Barrow was to meet with the seven opposition party leaders and one independent who make up the coalition team that propelled him to power on Thursday.
He will then hold talks with Ibn Chambas, the UN's representative for west Africa, as expectation grows that he will put together for a reform-led administration which will reverse some the Jammeh regime's policies that have isolated The Gambia internationally.
Barrow has pledged to rejoin the International Criminal Court and the Commonwealth, both institutions which Jammeh railed against and withdrew the country from, to the dismay of many.
Jammeh has 60 days to leave office, according to the constitution, but has promised Barrow will take over in January.
The strongman's whereabouts are currently unknown after Gambian television broadcast an unexpected statement to the nation promising to step down in line with voters' wishes.
Jammeh congratulated Barrow late Friday for his "clear victory" in a jovial conversation that saw him joking about becoming a farmer in his hometown, with the exchange caught on film and broadcast.
It was a shock for many to see the strongman, who had promised to bury critics "nine feet deep" and whose regime has prosecuted peaceful protesters, calmly accept defeat.
After late-night victory parties held by many Gambians to celebrate Jammeh's departure after Barrow swept 45 percent of the vote in Thursday's election, life was returning to normal.
Sulayman Drammeh, a dock worker, summed up the mood: "We are very happy. Twenty-two years is enough," he told AFP at a Banjul market.
"That's why Africa has a problem -- if you come to power, you don't want to move.

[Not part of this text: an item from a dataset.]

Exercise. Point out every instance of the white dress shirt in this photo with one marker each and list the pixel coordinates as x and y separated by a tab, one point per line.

We are all Gambians, so let's come together to work," Drammeh added.
The coalition will govern for three years with Barrow as its figurehead, after which elections will be held and he will step down in line with a memorandum signed by all the parties involved.
Greeting UN officials and working with the European Union on development plans will be a completely new experience for Barrow, a political novice who until Friday had never held office or even held a senior role within a political party.
So far, the international community appears keen to work with the new administration after what diplomats have characterised as Jammeh's provocative statements, disregard for protocol and tendency to change his mind without warning.
The White House, UN, African Union and regional body ECOWAS have all hailed Jammeh's respectful acceptance of the result and pledge to leave office.